The variability of hospice care creates situations that can make paramedics, physicians, and family a little confused. In this article, we’ll discuss some of the barriers between hospice care and EMS, and then we’ll talk about how community paramedicine provides solutions.
Community paramedicine exists to create a unified system – to bridge the gaps. Instead of saying, “that’s not my department,” community paramedicine aims to provide answers when patients ask. Below we’ll outline how MIH-CP is bridging the gaps in hospice and palliative care.
The Barriers Between Hospice and EMS
When a patient is in hospice care, it can be difficult to get all parties on board. There is usually a hospice nurse who coordinates with the physicians and the family to determine treatment plans.
However, some family members often find it burdensome to wade through medical jargon and protocols. The hospice nurse will often visit, but they may only be in contact by phone. High-stress situations can make relatives overwhelmed – especially when they’re alone. Do I give them their medication? Do I call 911? Do I just wait?
Often, they will call 911. And, when the paramedics arrive, there is potential for confusion about the care plan. Thankfully, community paramedicine alleviates much confusion and helps patients get the care they require.
Here are three ways community paramedics play a part in hospice care:
- Fill in the gaps
- Increase care coordination
- Create a secure hub for communication
You’ll find more information on each of these points in the sections below.
Community Paramedics can Fill Gaps in Hospice Care
There are some areas where the community paramedic can take over some of the roles of a hospice provider, acting as the point of contact between patients and physicians. Paramedics can administer medication, watch for signs of duress, and execute palliative treatment plans.
Unfortunately, there is a national nursing shortage, meaning that many RNs who work with hospice patients are stretched. In these cases, the RN may need to delegate more tasks to family members, leaving the door open for confusion. Most family members need a constant and consistent point of contact to feel confident.
If there are areas where hospice needs more providers (often rural environments or understaffed urban areas), then community paramedics may step in. The NAEMT has even developed modules to train community paramedics in hospice care.
Community Paramedics can Reduce Hospice Coordination Errors
For hospice patients to get the care they need, they require a high degree of synchrony between their healthcare providers.
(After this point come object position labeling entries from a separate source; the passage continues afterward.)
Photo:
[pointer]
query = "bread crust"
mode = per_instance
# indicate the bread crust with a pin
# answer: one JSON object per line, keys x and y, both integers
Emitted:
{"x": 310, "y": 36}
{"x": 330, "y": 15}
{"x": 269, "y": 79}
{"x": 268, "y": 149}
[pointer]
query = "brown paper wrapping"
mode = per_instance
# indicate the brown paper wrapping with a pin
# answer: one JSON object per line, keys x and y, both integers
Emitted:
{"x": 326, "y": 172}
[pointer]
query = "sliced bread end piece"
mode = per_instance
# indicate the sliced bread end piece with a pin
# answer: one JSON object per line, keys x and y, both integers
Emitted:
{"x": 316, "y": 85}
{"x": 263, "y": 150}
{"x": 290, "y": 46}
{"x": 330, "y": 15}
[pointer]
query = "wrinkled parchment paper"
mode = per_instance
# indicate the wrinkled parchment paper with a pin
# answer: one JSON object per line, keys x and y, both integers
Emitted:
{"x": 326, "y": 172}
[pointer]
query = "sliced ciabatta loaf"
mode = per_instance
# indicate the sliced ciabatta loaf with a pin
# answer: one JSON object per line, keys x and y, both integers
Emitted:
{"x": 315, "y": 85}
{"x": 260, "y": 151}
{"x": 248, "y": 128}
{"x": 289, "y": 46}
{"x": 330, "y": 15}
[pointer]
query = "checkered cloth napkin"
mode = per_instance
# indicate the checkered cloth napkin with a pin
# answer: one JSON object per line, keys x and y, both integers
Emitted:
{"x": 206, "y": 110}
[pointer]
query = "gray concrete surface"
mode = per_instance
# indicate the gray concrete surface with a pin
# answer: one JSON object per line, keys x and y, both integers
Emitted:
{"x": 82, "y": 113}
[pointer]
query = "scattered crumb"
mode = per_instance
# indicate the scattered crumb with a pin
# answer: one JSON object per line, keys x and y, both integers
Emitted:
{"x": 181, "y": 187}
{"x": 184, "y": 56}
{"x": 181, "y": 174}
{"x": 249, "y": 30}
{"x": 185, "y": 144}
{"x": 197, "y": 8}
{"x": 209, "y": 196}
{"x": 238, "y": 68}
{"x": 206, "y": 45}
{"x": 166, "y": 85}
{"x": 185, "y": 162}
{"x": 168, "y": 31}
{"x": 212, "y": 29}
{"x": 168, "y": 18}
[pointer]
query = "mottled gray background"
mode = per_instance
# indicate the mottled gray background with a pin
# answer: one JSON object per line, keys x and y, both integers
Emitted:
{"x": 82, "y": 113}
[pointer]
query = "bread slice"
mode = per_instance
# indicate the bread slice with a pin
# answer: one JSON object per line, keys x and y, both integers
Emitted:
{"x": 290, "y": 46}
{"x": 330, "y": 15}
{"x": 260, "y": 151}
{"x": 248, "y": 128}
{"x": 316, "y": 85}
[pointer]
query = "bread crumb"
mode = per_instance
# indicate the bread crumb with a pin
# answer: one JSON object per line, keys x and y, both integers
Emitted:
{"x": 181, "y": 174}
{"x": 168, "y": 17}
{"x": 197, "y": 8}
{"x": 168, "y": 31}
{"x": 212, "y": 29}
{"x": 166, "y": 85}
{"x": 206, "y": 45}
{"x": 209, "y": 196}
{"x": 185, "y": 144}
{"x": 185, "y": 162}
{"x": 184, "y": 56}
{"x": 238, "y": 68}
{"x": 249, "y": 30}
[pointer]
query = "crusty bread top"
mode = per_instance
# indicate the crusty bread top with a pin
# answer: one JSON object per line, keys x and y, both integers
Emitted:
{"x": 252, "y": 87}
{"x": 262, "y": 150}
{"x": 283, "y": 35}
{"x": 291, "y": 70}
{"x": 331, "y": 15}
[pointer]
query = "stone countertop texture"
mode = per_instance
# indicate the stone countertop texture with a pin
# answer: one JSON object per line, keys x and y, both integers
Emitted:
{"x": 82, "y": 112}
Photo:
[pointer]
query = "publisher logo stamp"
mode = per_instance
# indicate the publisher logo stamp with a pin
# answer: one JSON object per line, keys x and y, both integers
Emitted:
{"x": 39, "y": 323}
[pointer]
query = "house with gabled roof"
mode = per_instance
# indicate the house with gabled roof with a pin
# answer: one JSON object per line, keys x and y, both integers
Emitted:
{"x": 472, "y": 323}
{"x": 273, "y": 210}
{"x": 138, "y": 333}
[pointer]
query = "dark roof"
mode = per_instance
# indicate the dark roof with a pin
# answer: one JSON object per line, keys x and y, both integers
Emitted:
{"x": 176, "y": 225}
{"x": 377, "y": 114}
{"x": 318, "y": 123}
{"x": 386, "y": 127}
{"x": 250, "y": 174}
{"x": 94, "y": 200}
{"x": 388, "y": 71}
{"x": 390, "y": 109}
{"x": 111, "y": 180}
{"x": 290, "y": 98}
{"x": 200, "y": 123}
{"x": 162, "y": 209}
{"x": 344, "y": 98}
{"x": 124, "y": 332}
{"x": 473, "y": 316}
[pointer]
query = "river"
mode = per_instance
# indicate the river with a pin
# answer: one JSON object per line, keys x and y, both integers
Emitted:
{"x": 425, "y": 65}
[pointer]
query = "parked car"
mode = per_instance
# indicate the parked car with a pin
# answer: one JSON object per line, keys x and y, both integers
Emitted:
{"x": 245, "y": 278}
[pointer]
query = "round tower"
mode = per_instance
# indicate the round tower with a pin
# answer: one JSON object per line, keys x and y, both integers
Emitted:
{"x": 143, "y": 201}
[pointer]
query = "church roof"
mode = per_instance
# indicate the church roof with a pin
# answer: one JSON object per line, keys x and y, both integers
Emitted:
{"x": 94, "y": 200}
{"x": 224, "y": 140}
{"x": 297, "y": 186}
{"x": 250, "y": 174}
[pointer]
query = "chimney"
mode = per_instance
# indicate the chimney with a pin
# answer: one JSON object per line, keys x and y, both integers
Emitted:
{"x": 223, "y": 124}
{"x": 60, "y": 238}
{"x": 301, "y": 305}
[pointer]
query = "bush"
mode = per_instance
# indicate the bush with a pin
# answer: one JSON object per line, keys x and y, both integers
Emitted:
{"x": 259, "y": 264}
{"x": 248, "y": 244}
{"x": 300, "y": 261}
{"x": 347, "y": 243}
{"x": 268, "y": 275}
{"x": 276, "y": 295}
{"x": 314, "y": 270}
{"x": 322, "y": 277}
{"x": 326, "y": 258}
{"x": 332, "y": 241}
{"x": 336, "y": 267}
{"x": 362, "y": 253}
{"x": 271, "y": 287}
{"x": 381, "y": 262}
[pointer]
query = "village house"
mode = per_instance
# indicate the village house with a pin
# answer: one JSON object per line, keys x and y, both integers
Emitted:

Unlike many other areas of healthcare – which largely rely on the physician’s expertise and established guidelines – hospice, and palliative care allow the patients maximum control throughout their treatment.
Of course, this isn’t to say that physicians don’t allow their patients to make decisions. However, it is to say that certain medical conditions have a clear treatment pathway, whereas hospice can be more ambiguous (though, not in a bad way) and unique to individual patients.
It’s this uniqueness that makes hospice care so meaningful to patients. Many of them face terminal diseases, and they have specific desires for treatment and care. However, this versatility in the hospice system also requires a high degree of coordination among the healthcare team; otherwise, the patient’s desires could be lost, leading to a total failure.
Here are just a few of the coordination challenges healthcare providers face when caring for hospice patients:
- Navigating DNR patients
- Understanding palliative care
- Protecting patient wishes and advanced directives
The difference between good and bad hospice care hinges on a knife’s edge, so mobile integrated healthcare must get this right.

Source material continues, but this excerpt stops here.